Arian was appointed as a NHS England Clinical Entrepreneur in 2017 and subsequently given the mentor and lecturer role on the National Programme in 2018. He was among staff chosen to attend the Prime Minister's reception to mark the 70th anniversary of the NHS in 2018

==Speaking and presentations==
Arian has become a regular speaker at national and international conferences and events, discussing innovation and technology through the creation and success of Arian Teleheal, as well as how he overcame the challenges which he has faced in his life. Events include:
- COGX 2019, Europe's largest festival of AI and emerging technology, representing the Bill and Melinda Gates Foundation
- Global Scholars Symposium at Oxford University 2019
- The United Nations General Assembly High Level Meeting on TB 2018
- World Extreme Medicine Conference 2018
- TEDxRoma 2018
- The UN Global Goals in partnership with Gates Foundation Goalkeepers event in 2017, where Arian was also featured as a thought leader in conference video
- UNESCO's Global Hope Coalition event in 2017
- The Royal College of Radiologists Conference 2017
- The first TEDxNHS in 2016
- The Tech4Good event at Google London in 2016

==Career==
Following his graduation as a medical doctor in 2010, Arian completed Foundation Training from 2010 to 2012 and then Core Surgery Training (Trust Grade) from 2012 to 2014. He did clinical radiology registrar training from 2014 to 2019 while also working as a senior emergency medicine doctor. Arian continues to work as an emergency medicine doctor in the NHS

During his postgraduate medical training, Arian has led and contributed to numerous projects in clinical audit and research, which he has presented in medical conferences and published in scientific journals)

==Media==
Arian's story has been widely covered in the media, including a 30-minute BBC World documentary by John Simpson, called Waheed's Wars: Saving Lives Across the World, first broadcast in August 2017. This was followed by a 30-minute radio documentary for the BBC World Service called Afghanistan Calling. The documentaries also covered Arian performing world's first augmented reality international telemedicine consultation using Microsoft HoloLens.
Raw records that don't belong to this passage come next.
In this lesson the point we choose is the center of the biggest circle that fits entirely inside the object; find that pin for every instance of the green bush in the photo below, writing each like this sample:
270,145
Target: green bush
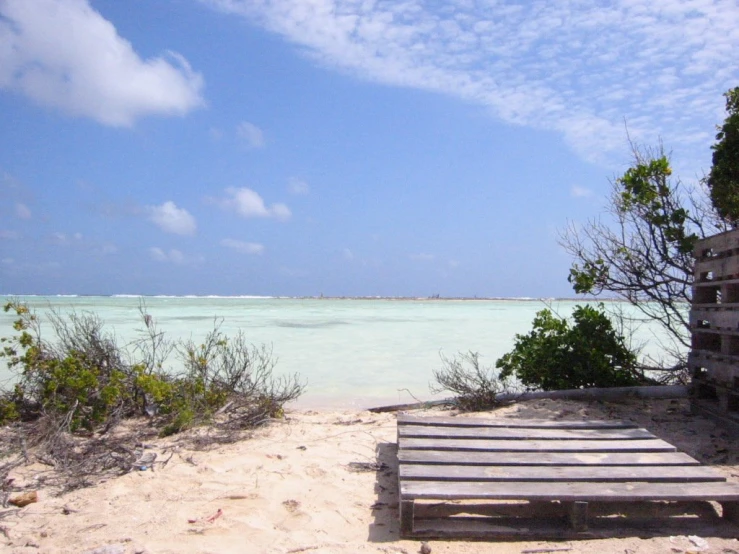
558,355
85,378
475,387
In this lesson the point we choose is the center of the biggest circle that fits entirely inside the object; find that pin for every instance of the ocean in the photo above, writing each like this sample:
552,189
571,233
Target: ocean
351,353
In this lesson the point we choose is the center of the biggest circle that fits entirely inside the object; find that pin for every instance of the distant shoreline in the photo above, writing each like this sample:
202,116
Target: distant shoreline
385,298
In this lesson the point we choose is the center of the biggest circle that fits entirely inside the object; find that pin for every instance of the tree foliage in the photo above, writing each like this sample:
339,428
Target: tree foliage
723,180
645,254
557,355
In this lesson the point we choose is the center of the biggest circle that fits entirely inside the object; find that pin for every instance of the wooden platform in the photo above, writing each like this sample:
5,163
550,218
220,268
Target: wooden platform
541,479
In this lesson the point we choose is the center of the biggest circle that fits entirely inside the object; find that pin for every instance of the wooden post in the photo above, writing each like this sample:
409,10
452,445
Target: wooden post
579,516
731,511
406,518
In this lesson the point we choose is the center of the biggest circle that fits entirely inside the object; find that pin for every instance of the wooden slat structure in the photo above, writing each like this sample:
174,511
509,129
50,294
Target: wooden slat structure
714,326
543,479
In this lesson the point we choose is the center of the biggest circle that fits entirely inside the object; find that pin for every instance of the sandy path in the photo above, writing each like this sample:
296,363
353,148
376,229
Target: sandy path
291,488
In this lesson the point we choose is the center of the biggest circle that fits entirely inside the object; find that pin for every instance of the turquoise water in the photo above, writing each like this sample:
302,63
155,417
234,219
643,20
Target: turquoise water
352,353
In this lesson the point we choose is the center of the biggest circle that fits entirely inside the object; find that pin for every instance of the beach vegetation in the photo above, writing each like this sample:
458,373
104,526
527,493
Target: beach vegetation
723,179
560,354
475,386
644,253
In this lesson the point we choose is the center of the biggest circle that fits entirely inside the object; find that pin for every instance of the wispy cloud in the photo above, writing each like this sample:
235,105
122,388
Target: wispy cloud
22,211
298,187
243,247
63,239
247,203
172,256
251,134
171,219
579,68
64,54
580,192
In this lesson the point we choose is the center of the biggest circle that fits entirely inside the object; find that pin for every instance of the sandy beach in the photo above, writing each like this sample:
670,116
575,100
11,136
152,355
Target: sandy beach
310,483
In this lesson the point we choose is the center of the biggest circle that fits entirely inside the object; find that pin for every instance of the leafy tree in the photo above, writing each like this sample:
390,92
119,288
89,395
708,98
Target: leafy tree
645,255
558,355
723,180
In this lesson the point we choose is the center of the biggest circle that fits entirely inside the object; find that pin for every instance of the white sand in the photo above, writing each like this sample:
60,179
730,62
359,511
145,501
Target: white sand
291,489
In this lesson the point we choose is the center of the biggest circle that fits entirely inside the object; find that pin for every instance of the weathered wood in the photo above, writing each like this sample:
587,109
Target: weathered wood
515,529
716,244
731,511
406,517
546,474
579,516
714,320
539,480
507,433
524,509
570,492
646,445
547,458
406,419
717,268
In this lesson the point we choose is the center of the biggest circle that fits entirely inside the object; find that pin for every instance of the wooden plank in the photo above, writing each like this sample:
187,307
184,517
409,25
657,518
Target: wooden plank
666,474
521,434
507,508
404,419
731,512
569,492
722,242
579,516
647,445
720,267
518,529
547,458
406,517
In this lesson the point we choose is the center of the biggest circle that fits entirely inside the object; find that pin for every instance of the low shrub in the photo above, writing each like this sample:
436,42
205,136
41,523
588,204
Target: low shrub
85,378
557,354
475,387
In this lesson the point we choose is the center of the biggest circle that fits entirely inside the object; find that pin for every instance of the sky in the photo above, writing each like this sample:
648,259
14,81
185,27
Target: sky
336,147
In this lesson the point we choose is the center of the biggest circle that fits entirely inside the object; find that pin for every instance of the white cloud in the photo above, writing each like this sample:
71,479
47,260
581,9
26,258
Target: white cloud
62,239
106,249
64,54
579,68
298,187
243,247
173,256
9,235
252,135
580,192
247,203
22,211
172,219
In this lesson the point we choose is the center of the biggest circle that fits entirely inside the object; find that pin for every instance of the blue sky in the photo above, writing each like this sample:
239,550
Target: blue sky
336,147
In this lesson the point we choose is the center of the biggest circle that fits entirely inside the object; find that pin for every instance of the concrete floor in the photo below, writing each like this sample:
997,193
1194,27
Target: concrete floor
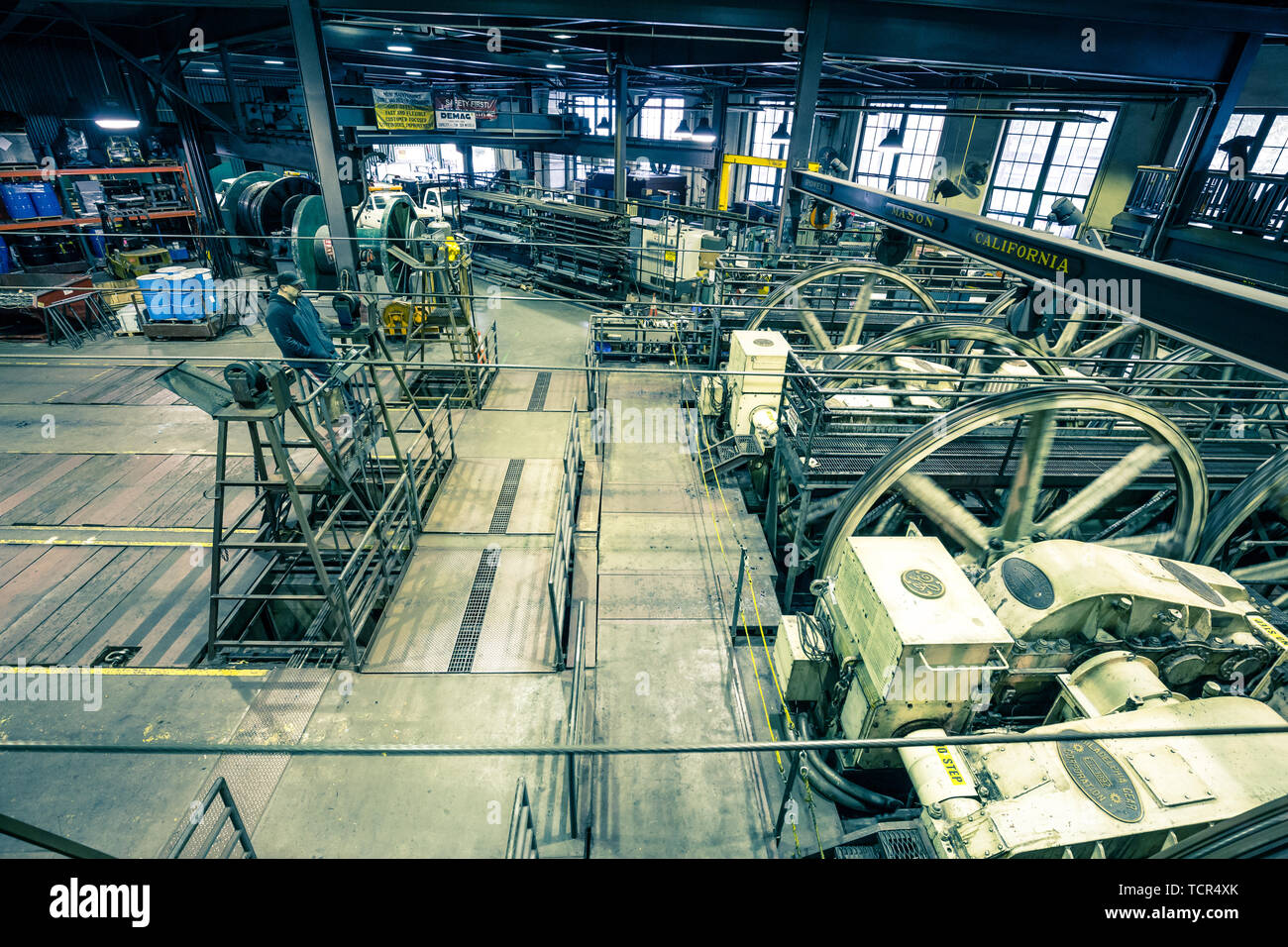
661,664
Arian has been interviewed by BBC Breakfast, ITN and Channel 5 news, and is a regular interviewee on BBC World and BBC Pashtu, Dari and Persian. UK national newspapers including The Times have featured his story, and there has been significant coverage by regional media in North West England International media coverage includes Voice of America, HuffPost and The Times of India. Specialist coverage of Arian's achievements includes the British Medical Journal and the Royal College of Radiologists Newsletter.

In October 2022, Arian appeared on BBC Radio 4's Desert Island Discs.

==Family==
Arian is married to Davina, a model. They live in Chester, England.